The elderly lady who has had a reduction in her mobility now feels sick when she goes in the car (but her doctors can’t find anything physically that would cause this), may not understand that her body and brain has become accustomed to less movement and so is less able to integrate vestibular stimulation with other sensory stimulation hence she feels sick now avoids leaving her chair for fear of some as yet unidentified illness but is embarrassed to say she feels scared. Her fears about illness then generate yet more anxiety symptoms e.g. Feeling sick racing heart and more, confirming that she really has got some mystery illness that the doctors are missing, so she avoids leaving her chair whenever she can. This leads to a further loss of integration between her senses as she is not moving much (vestibular) and she is not using her muscles much (proprioception) and will eventually lead to loss of function.
Or that friend who is always tired or busy when you want to go out (there might be other reasons) and cancels at the last minute. But to be honest, as a mother to a lovely but anxious young lady it is the young people who concern me most
My concern for young people is driven by the knowledge that the young brain is primed to learn (Jenson 2015)… And learn it will – either good things or less good things, so if like the elderly lady the young teen avoids activities there is a good chance that these coping strategies will become an ingrained life pattern.
So what can we do to help?
- First get to know the symptoms of anxiety there are numerous self-help books and Web pages e.g. The NHS Web site, Web MD, mind etc.
- Second help the young person to choose activities that are likely to reduce anxiety… From a sensory integration perspective, these are likely to be ones that involve heavy muscle work and muscle stretch (proprioception) and ones that make the young person think like Martial arts, dance, rock climbing gymnastics etc. Will be better than just proprioception alone. We do dance and acrobatics.
- Consider 1 to 1 tuition if they need to gain skills to catch up with their peers… But if you do this it’s good to plan to reintegrate the young person into group lessons… So that they can deal with social anxieties. We went to a group lesson and it was clear my daughter had a lot to learn so we had a year of individual lessons (and still supplement the group lessons with the occasional individual lesson). But then we went to group lessons, it took half a term but now she is enjoying doing acrobatics duets which brings me to my next point.
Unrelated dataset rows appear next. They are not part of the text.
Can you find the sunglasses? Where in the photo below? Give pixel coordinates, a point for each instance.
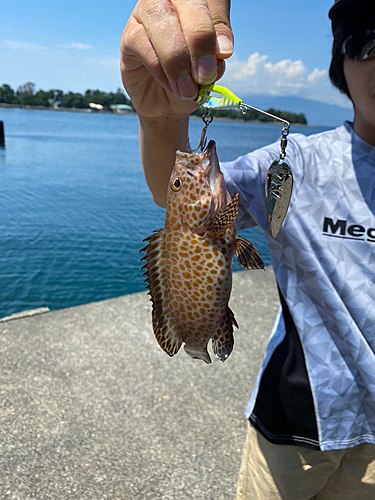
(360, 45)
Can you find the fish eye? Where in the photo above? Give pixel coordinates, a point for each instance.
(176, 184)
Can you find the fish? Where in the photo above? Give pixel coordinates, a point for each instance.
(188, 265)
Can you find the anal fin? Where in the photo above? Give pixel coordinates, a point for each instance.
(165, 330)
(223, 341)
(247, 255)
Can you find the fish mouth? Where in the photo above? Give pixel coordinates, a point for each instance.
(220, 195)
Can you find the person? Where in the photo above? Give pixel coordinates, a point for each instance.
(311, 416)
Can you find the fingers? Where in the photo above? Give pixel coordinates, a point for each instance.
(180, 42)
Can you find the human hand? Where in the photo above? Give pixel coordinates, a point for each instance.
(168, 48)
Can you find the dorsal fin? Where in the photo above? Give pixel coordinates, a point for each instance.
(165, 330)
(225, 218)
(247, 255)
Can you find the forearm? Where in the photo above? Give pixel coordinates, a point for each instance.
(160, 138)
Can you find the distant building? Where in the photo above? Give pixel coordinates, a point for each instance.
(121, 108)
(93, 105)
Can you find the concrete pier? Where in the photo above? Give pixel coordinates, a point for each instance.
(92, 408)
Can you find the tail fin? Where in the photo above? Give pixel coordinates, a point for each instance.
(198, 354)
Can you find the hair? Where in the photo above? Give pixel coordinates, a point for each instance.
(336, 69)
(348, 17)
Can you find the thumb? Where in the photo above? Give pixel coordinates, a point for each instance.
(220, 13)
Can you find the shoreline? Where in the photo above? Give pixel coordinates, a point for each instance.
(125, 112)
(70, 110)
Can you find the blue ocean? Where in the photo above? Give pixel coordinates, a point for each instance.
(74, 206)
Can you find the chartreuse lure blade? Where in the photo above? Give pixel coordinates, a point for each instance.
(223, 97)
(279, 180)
- Make sure the young person attends regularly and on time for a good chunk of time…..
Be prepared for ongoing anxiety and be firm that they go… My daughter frequently tells me on the way home “oh sensory mum you’re right I do feel better.“
- Try to avoid surprises… We have a wall planner for the term and all activities are written on it… And I have noticed my daughter (and I am) much calmer knowing what needs to be done and when.
- Discuss and consider professional help… Some Ayres’ Sensory Integration trained occupational therapists use other techniques in conjunction with their sensory integrative therapy, others will work alongside mental health professionals and for some people, Ayres’ Sensory Integration therapy will be enough on its own.
- You may also decide to work through a self-help book and this can be a good option… But if in doubt always consult with your GP or/and any other health professional who is working the young person.
So what about those adults… Its a little different to the young people but listening and understanding or trying to understand is a good first step. Giving them information about sensory integration and mental health issues can also be helpful. Then asking them what they want you to do and staying in touch with them even if it’s difficult. And always remember it’s never too late for someone to get help.